Piaceri (s)conosciuti sul fondo del barile.
Quanti barili sono stati raschiati fino in fondo? Il neonato fenomeno dei concerti con ologrammi al posto dei morti in realtà non è che la naturale evoluzione delle manovre di un mercato che anche ad anni dal decesso di un artista continua a pubblicare prodotti raffazzonati, tra demo, provini o live inascoltabili. Perché poco importa il contenuto in sé: il marchio vende. Sono regole fondamentali del music business, giusto?
Eppure alcune volte il barile non è di ferraccio, bensì d’oro. Quindi le pubblicazioni post mortem non vanno a prendere polvere sugli scaffali dei collezionisti, ma diventano parte integrante di una discografia che è già storia, arricchendola (perché no?) di alcune piccole gemme.

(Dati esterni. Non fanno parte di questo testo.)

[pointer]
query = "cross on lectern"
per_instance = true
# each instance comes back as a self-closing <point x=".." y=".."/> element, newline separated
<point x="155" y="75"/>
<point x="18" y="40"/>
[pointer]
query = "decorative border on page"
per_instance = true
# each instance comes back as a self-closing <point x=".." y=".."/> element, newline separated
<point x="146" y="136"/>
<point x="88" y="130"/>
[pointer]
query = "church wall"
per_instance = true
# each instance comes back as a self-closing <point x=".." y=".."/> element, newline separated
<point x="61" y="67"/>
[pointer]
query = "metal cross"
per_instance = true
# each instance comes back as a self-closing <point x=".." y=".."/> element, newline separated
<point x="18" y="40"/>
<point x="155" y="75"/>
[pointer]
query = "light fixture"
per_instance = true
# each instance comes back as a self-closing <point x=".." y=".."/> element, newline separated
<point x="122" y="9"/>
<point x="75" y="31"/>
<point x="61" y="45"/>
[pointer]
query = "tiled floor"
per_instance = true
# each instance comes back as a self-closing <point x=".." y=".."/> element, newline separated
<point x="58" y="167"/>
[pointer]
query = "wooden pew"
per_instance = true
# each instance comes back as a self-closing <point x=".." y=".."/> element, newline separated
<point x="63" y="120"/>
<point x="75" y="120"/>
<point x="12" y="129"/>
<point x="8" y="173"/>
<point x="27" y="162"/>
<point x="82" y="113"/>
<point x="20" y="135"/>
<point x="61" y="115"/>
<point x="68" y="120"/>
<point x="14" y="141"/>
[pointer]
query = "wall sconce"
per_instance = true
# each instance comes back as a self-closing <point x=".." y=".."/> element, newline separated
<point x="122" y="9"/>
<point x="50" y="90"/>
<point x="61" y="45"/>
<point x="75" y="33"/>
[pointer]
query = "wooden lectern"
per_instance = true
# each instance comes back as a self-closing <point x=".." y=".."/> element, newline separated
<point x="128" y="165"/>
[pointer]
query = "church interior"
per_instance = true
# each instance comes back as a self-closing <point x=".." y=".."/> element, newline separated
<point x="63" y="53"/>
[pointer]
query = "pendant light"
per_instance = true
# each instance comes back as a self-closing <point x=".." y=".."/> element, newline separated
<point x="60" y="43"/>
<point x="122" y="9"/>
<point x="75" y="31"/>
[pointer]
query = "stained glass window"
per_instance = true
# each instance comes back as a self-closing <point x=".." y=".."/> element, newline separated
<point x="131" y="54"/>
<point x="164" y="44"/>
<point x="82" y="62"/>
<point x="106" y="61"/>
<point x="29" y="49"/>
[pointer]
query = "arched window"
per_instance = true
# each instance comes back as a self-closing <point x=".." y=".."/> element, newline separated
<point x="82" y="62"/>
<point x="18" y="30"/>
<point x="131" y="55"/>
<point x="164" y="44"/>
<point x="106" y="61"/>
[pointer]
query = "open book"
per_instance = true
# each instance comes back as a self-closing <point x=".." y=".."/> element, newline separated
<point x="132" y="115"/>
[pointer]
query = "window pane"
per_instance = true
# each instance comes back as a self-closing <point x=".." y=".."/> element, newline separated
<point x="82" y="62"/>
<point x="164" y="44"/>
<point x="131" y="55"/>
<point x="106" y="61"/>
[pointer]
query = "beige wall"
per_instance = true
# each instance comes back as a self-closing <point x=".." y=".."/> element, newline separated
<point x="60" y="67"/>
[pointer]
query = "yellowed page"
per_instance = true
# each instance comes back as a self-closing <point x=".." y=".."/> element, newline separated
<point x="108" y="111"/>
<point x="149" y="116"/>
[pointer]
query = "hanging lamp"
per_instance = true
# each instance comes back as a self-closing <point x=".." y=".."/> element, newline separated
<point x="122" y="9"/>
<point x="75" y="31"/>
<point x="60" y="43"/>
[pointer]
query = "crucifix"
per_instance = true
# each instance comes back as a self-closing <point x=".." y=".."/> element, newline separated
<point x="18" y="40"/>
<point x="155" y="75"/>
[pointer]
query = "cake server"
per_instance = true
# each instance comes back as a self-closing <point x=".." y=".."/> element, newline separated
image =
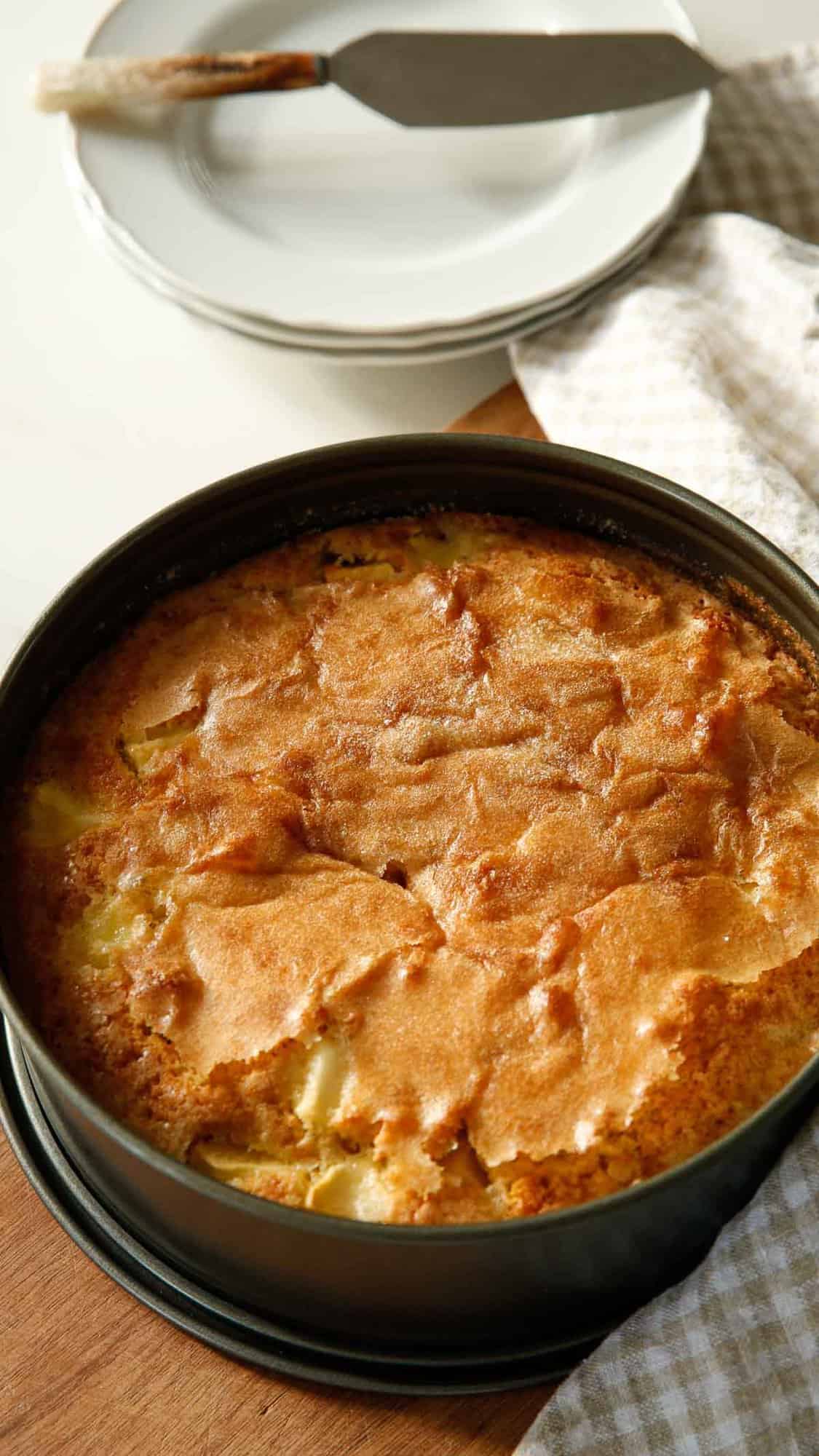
<point x="419" y="79"/>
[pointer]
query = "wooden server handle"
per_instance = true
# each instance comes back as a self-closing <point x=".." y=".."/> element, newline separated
<point x="505" y="413"/>
<point x="92" y="85"/>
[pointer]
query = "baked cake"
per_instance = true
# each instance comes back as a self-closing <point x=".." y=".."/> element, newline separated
<point x="429" y="871"/>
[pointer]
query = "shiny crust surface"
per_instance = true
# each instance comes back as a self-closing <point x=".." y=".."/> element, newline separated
<point x="427" y="871"/>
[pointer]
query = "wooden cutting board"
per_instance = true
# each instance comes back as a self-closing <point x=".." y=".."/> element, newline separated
<point x="87" y="1369"/>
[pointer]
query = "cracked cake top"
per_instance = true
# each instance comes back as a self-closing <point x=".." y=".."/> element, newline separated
<point x="426" y="871"/>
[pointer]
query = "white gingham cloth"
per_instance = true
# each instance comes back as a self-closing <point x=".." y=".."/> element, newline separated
<point x="705" y="369"/>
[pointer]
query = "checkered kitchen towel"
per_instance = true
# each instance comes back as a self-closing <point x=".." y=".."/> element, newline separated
<point x="705" y="369"/>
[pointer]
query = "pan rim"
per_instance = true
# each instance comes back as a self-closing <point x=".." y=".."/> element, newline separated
<point x="379" y="452"/>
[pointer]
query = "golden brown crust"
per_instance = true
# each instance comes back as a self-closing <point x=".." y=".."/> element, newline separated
<point x="429" y="871"/>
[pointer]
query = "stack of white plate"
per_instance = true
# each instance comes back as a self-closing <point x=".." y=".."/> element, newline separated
<point x="311" y="222"/>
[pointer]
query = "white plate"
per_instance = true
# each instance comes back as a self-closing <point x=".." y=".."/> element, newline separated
<point x="496" y="333"/>
<point x="309" y="210"/>
<point x="139" y="263"/>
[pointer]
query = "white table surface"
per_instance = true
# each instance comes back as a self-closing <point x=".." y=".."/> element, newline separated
<point x="113" y="403"/>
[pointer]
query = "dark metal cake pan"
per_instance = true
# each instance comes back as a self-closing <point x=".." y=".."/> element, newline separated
<point x="407" y="1298"/>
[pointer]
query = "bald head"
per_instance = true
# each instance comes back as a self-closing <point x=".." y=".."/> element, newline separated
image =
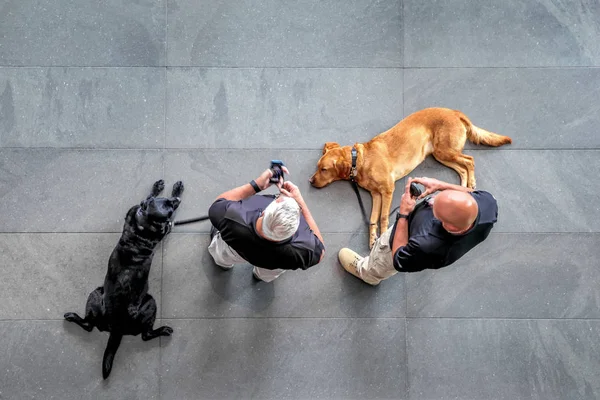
<point x="456" y="210"/>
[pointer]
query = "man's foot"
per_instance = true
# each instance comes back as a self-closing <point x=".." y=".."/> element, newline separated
<point x="255" y="275"/>
<point x="349" y="260"/>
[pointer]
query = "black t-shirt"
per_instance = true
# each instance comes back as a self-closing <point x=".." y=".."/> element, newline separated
<point x="431" y="246"/>
<point x="236" y="221"/>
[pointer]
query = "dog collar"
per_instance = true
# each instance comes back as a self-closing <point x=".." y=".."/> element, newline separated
<point x="353" y="169"/>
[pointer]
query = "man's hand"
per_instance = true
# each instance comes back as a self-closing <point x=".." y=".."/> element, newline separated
<point x="432" y="185"/>
<point x="291" y="190"/>
<point x="263" y="181"/>
<point x="407" y="203"/>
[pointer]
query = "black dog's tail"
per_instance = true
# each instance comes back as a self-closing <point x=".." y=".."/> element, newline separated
<point x="114" y="340"/>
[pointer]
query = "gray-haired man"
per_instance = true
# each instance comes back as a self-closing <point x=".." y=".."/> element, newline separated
<point x="274" y="233"/>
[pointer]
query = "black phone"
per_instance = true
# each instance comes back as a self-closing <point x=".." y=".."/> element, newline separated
<point x="277" y="171"/>
<point x="414" y="190"/>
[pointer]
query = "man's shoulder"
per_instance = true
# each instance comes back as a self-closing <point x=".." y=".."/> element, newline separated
<point x="488" y="206"/>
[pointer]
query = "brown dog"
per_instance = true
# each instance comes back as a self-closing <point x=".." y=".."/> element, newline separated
<point x="394" y="153"/>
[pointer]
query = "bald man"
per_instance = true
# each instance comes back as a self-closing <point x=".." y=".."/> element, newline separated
<point x="431" y="235"/>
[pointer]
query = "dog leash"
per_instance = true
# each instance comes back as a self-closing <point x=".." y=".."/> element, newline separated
<point x="189" y="221"/>
<point x="355" y="186"/>
<point x="353" y="173"/>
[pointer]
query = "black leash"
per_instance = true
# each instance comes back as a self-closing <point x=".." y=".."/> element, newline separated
<point x="355" y="187"/>
<point x="189" y="221"/>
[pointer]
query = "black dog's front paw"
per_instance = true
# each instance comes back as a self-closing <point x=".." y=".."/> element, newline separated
<point x="158" y="187"/>
<point x="165" y="331"/>
<point x="177" y="189"/>
<point x="72" y="317"/>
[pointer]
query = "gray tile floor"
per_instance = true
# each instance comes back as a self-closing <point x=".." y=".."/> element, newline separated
<point x="99" y="99"/>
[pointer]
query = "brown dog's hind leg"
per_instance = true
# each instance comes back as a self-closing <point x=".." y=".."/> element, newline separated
<point x="386" y="203"/>
<point x="456" y="162"/>
<point x="375" y="210"/>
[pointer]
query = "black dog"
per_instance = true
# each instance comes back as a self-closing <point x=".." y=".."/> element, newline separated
<point x="123" y="306"/>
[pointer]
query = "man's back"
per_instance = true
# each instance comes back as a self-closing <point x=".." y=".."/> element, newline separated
<point x="431" y="246"/>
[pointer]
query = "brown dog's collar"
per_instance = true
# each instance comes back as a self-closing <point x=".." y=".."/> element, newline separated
<point x="353" y="168"/>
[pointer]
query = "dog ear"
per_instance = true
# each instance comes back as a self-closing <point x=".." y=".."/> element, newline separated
<point x="329" y="145"/>
<point x="342" y="168"/>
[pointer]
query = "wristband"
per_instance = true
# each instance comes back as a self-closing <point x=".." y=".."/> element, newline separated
<point x="255" y="186"/>
<point x="398" y="216"/>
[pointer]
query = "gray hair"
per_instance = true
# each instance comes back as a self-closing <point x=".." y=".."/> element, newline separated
<point x="281" y="219"/>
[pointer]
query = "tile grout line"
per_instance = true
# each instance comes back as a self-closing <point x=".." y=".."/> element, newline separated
<point x="254" y="149"/>
<point x="532" y="67"/>
<point x="164" y="161"/>
<point x="405" y="284"/>
<point x="594" y="319"/>
<point x="325" y="232"/>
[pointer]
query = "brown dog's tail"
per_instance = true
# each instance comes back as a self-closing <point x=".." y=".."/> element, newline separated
<point x="114" y="340"/>
<point x="478" y="135"/>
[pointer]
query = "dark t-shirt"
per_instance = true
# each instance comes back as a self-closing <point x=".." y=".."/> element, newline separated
<point x="431" y="246"/>
<point x="236" y="221"/>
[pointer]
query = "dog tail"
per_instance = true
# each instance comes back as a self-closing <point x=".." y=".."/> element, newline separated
<point x="114" y="340"/>
<point x="479" y="135"/>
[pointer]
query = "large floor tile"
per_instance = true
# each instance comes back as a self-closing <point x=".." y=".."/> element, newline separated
<point x="59" y="360"/>
<point x="197" y="288"/>
<point x="285" y="359"/>
<point x="82" y="107"/>
<point x="536" y="190"/>
<point x="536" y="107"/>
<point x="503" y="359"/>
<point x="280" y="108"/>
<point x="461" y="33"/>
<point x="516" y="276"/>
<point x="53" y="190"/>
<point x="46" y="275"/>
<point x="355" y="33"/>
<point x="208" y="173"/>
<point x="82" y="33"/>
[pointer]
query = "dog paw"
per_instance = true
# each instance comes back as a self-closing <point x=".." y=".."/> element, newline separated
<point x="166" y="331"/>
<point x="158" y="187"/>
<point x="70" y="317"/>
<point x="177" y="189"/>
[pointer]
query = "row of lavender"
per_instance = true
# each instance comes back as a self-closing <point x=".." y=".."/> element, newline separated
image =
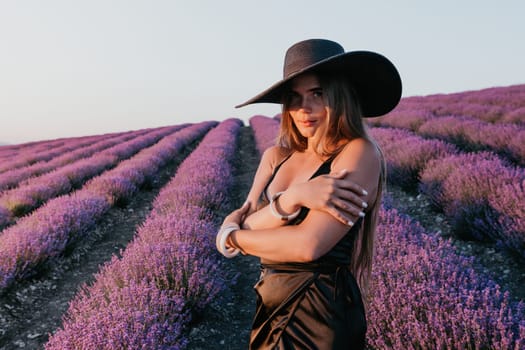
<point x="425" y="295"/>
<point x="19" y="150"/>
<point x="45" y="151"/>
<point x="69" y="171"/>
<point x="493" y="105"/>
<point x="145" y="299"/>
<point x="49" y="230"/>
<point x="51" y="160"/>
<point x="482" y="195"/>
<point x="468" y="133"/>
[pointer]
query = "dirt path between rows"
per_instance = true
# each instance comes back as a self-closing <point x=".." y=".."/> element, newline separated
<point x="226" y="323"/>
<point x="33" y="308"/>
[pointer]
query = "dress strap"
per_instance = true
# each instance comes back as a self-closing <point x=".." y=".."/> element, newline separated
<point x="265" y="193"/>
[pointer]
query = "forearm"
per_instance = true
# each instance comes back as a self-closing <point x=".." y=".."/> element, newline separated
<point x="282" y="244"/>
<point x="264" y="218"/>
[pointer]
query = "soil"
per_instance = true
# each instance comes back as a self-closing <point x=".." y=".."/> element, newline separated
<point x="32" y="309"/>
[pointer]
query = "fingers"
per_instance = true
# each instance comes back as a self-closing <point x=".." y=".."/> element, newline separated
<point x="347" y="208"/>
<point x="341" y="216"/>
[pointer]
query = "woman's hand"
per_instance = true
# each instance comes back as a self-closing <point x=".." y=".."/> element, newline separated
<point x="237" y="216"/>
<point x="332" y="193"/>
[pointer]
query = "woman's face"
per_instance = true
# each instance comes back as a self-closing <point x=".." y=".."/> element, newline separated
<point x="307" y="106"/>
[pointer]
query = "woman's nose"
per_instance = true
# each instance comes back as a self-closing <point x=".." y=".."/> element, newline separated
<point x="306" y="103"/>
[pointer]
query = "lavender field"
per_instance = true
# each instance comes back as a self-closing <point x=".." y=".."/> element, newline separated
<point x="164" y="285"/>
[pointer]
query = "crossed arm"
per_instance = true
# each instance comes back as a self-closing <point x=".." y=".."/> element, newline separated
<point x="332" y="199"/>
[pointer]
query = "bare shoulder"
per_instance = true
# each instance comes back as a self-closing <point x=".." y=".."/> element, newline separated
<point x="358" y="151"/>
<point x="274" y="155"/>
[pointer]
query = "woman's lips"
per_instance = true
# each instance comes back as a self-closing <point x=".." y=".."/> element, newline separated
<point x="308" y="123"/>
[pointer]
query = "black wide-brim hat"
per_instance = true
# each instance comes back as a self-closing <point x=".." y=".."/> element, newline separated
<point x="374" y="78"/>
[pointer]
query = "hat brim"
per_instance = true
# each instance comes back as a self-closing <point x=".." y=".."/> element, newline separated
<point x="375" y="79"/>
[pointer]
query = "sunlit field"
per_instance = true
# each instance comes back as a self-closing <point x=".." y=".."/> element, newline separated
<point x="464" y="152"/>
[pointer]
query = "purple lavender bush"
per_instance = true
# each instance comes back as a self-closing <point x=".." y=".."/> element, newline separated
<point x="265" y="131"/>
<point x="462" y="185"/>
<point x="407" y="154"/>
<point x="14" y="177"/>
<point x="171" y="266"/>
<point x="47" y="231"/>
<point x="426" y="296"/>
<point x="35" y="191"/>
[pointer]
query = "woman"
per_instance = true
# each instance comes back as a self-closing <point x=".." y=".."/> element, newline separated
<point x="315" y="237"/>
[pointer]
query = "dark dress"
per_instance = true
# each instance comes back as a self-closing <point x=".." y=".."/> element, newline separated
<point x="314" y="305"/>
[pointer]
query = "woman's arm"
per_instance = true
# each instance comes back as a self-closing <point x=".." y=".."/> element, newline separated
<point x="320" y="231"/>
<point x="269" y="160"/>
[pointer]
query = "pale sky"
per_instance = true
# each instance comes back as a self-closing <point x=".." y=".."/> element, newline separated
<point x="71" y="68"/>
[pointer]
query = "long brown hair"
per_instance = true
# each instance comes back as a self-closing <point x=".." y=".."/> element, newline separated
<point x="344" y="123"/>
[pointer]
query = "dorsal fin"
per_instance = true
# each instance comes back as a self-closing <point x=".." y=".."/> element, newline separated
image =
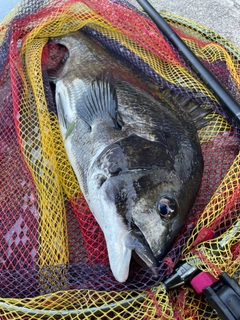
<point x="100" y="102"/>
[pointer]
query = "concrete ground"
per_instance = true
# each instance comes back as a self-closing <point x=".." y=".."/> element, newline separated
<point x="221" y="16"/>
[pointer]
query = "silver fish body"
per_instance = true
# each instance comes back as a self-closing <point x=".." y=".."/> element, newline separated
<point x="137" y="158"/>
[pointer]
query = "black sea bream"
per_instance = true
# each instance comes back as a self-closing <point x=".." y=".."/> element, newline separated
<point x="137" y="158"/>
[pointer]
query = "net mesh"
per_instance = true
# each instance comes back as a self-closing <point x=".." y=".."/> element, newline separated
<point x="53" y="259"/>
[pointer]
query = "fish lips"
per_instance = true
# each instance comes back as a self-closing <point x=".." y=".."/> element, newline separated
<point x="143" y="253"/>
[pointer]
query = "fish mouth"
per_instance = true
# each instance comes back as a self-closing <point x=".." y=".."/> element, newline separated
<point x="143" y="253"/>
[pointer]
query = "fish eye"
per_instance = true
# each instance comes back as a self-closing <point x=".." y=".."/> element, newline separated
<point x="167" y="207"/>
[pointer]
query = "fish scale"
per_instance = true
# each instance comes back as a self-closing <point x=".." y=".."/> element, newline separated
<point x="134" y="151"/>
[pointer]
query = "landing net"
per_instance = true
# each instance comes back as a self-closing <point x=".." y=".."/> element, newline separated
<point x="53" y="259"/>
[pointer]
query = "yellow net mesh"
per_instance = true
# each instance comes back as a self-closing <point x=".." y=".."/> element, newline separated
<point x="38" y="278"/>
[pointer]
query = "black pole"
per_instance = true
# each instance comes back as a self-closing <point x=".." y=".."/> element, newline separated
<point x="230" y="105"/>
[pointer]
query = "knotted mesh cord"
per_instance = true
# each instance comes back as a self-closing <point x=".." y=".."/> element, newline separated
<point x="53" y="260"/>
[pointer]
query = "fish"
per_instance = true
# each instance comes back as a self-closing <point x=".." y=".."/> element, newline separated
<point x="135" y="152"/>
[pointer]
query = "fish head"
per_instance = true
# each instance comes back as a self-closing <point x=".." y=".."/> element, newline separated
<point x="149" y="199"/>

È questo il caso del recente Blue World, registrato nel 1964 come colonna sonora per il film Le chat dans le sac di Gilles Groulx e pubblicato ufficialmente solo oggi. Nato dalle session con lo stesso Classic Quartet che possiamo ammirare sui due classici Crescent e A Love Supreme, ci regala un Coltrane in stato di grazia che guida la band tra esplosioni, silenzi e digressioni sul tema. Le versioni alternative di brani noti non sono dei riempitivi ma fanno storia a sé, dimostrandoci nuovamente che se uno ha qualcosa in più è perché lo è, non perché lo fa.
Ascolti di nicchia che dovrebbero diventare d’obbligo per chiunque. Raschiate ancora, please.